A quick personal anecdote about club involvement...
I have been in an a cappella group since the fall of my freshman year, and we sometimes have gigs where we will perform and speak to high schoolers or college freshman at our own university. We often get asked how many hours per week we meet and rehearse. The answer always gets a lot of astonished responses. We meet for a minimum of 6 hours a week, and sometimes up to 12 hours a week during competition season. But besides being a fantastic outlet to relieve stress and for all of us to be with our friends, (because this group is literally my family now), we all are able to learn incredibly helpful skills in leadership, teamwork, and time management. And in a college environment where you live on campus, 6 hours a week really is not that much. Classes are spread out from 8 am to as late at 10 pm, with my group meeting sometimes until 11:30 pm. But during a single day, you might have only one 2-hour class. So, you have to fill the empty time in your day, and clubs are a really fun way to do that. Being in a club shouldn't be stressful. They exist as places to do things you love with people you love. So don't be afraid to join lots of them!

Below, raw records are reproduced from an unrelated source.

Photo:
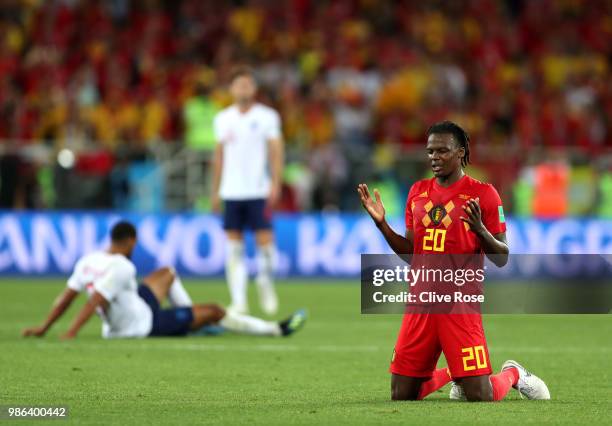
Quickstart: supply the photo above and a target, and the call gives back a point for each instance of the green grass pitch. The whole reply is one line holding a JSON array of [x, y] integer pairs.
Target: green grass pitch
[[332, 372]]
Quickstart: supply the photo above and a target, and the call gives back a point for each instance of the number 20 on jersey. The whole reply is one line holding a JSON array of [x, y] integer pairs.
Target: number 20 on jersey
[[434, 239]]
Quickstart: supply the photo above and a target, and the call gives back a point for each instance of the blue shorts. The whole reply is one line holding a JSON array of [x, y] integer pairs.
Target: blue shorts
[[166, 322], [247, 214]]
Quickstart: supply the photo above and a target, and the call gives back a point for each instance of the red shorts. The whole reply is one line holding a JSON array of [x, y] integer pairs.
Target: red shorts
[[423, 337]]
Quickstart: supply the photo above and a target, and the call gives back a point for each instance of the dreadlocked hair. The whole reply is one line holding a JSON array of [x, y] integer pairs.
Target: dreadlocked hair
[[458, 133]]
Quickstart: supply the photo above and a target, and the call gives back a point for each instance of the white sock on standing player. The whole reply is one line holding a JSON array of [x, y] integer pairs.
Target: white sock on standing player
[[177, 295], [266, 257], [249, 325], [236, 275]]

Finally, I think it is incredibly important to not be afraid to stick out and follow your own lead when you start school. Especially in my major, there is a strong stereotype that the students never sleep. Although I would consider myself to be a bit of an outlier in this realm as I have never once "pulled an all-nighter," I also will never condone telling upcoming freshman this narrative before they even have the ability to try it out for themselves. Time management is incredibly important, but there should be no reason to put your own physical and mental health on the back-burner in order to finish an assignment. Of course everyone has their own way of working that might not align with how you do things, (another important thing to remember), but if you want to prioritize your sleep schedule (as I recommend that you do), it is totally possible if you set yourself up correctly. Make yourself to-do lists, calendars, reminders, or whatever else helps you to plan out your day. You will benefit so much by spending even 10 minutes a week writing out your plan for the week, and then trying your best to stick to it. If you waver, don't be hard on yourself, just acknowledge what you need to do and move on. No one is perfect, but everyone has the ability to improve.
And as with anything, listen to yourself and your intuition. If something doesn't feel right, don't be afraid to ask yourself why you feel that way. Your college experience is YOUR experience, so do whatever you need to do to make it exactly how you want it. And never be afraid to ask questions: to yourself, to your peers and friends, and to your professors.